I ricercatori hanno scoperto che le molecole che compongono il farmaco agiscono modificando la composizione lipidica delle membrane delle cellule dei bronchi. Usando tecniche di analisi molto avanzate, gli autori dello studio hanno osservato che il trattamento con queste molecole conferisce alle cellule una sorta di resistenza al processo di morte cellulare (apoptosi).

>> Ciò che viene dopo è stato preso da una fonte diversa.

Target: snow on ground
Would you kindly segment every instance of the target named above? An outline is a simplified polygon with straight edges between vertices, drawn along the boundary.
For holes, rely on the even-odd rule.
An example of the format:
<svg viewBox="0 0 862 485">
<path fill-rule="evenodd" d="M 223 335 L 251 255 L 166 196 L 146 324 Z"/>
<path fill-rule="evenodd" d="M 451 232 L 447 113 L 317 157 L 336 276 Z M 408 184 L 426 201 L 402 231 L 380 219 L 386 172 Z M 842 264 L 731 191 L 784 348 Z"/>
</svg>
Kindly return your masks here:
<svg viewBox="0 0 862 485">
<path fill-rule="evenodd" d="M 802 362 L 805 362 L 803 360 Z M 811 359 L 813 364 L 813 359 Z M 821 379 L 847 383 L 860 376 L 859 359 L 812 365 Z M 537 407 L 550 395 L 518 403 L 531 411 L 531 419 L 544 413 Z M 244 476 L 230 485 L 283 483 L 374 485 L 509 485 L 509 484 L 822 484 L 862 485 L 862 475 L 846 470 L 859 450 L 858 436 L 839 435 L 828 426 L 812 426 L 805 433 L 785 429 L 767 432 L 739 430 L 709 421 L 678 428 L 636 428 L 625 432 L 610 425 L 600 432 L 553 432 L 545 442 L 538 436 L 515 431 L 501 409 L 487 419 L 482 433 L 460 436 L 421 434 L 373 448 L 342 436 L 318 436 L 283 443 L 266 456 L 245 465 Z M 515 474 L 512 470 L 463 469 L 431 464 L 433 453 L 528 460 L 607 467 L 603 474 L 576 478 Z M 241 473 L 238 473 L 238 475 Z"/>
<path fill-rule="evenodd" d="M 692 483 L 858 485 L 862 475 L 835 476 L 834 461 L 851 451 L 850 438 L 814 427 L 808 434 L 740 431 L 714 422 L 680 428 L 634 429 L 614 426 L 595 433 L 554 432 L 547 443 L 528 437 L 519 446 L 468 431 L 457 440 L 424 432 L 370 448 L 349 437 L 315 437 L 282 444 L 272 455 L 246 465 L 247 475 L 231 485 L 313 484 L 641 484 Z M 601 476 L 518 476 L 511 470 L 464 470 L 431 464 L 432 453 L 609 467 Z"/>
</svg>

Questa protezione avviene attraverso la diminuzione dei livelli fisiologici di una famiglia di lipidi chiamati ceramidi, che hanno un ruolo importante in molti fenomeni biologici, fra cui l’apoptosi.
“La nostra scoperta può aprire la strada a nuove prospettive terapeutiche per i malati di Fibrosi Cistica, gettando le basi per aumentare l’efficacia dei farmaci per la FC e il numero di persone che possano beneficiarne”, dichiara Andrea Armirotti, responsabile del lavoro. “Nonostante le difficoltà che tutti abbiamo affrontato a causa della pandemia, la ricerca non si è mai fermata e questi risultati promettenti ci portano a continuare gli studi con una loro validazione su modelli sperimentali più avanzati”.
Ora i ricercatori vogliono confermare i risultati della ricerca su cellule direttamente prelevate da pazienti con fibrosi cistica, con lo scopo di valutare anche differenze individuali tra diversi pazienti. In futuro, lo stesso approccio potrà essere esteso ad altre mutazioni che causano la fibrosi cistica, per spingere la ricerca verso la scoperta di nuovi farmaci sempre più mirati sui singoli pazienti in un’ottica di medicina personalizzata. “Lo sviluppo di nuove terapie per le persone con fibrosi cistica è da anni l’obiettivo del nostro gruppo di ricerca”, conferma Nicoletta Pedemonte, responsabile dello studio per l’Istituto Gaslini.